Greece’s position: Between adaptation and containment

Greek electrification policy is based on a model of balance. Tax incentives, such as the exemption from registration tax and reduced road tax, act as key support tools. At the same time, the market subsidy program remains at relatively low levels compared to major European markets.

This choice reflects a conscious strategy: avoiding an excessive fiscal burden, combined with a gradual adjustment of the market. However, this approach also comes at a cost, as it limits the speed of penetration of electric cars.

The role of technological neutrality

In this environment, the concept of technological neutrality takes on particular importance. Instead of exclusive support for electrification, this approach allows for the development of multiple technologies, such as synthetic fuels (e-fuels) and hydrogen.

Technological neutrality works on three levels:

– First, as a policy tool, as it allows Member States to adapt their strategy without being exclusively committed to one technology.
– Second, as a market tool, enabling automakers to develop different solutions as needed.
– Third, as a flexibility mechanism to meet environmental targets, particularly in markets where full electrification is more difficult.

e-fuels and hydrogen: Complementary solutions or alternative strategy?

E-fuels and hydrogen are not just technological options, but are part of a wider debate on the future of mobility.

E-fuels offer the possibility of using existing engines with reduced emissions, while hydrogen is emerging as a solution mainly for heavy transport and long distances. Although not yet as mature as electric cars, they are important tools for achieving the goals.

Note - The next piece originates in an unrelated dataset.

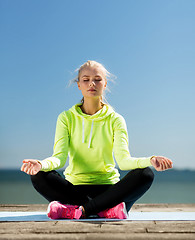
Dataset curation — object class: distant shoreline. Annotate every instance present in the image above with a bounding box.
[1,168,195,182]
[1,168,195,204]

Market adapts faster than policy

One of the key findings is that the market often evolves faster than policy. Automakers are investing in multiple technologies, while governments are trying to balance environmental goals with economic opportunities.

The big question for Greece

For Greece, the critical question is whether its strategy will allow it to adapt to European developments in a timely manner or whether it will lead to a lag relative to major markets.

Technological neutrality can act as an advantage, allowing for greater flexibility. However, sufficient market support is also needed to avoid creating a gap.

Transition in a sustainable way

Electric mobility in Europe is not uniform, but multi-layered. Differences in incentives and policies create a two-speed market, where large economies are accelerating while other countries are moving more cautiously.

Greece is at a critical balance point. The choice of policy restraint and technological neutrality offers stability and flexibility, but at the same time raises the question of the speed of adjustment.

In an environment where technologies are evolving and targets are becoming more demanding, the question is not only which direction to take, but how effectively to combine the different options to achieve the transition in a sustainable way.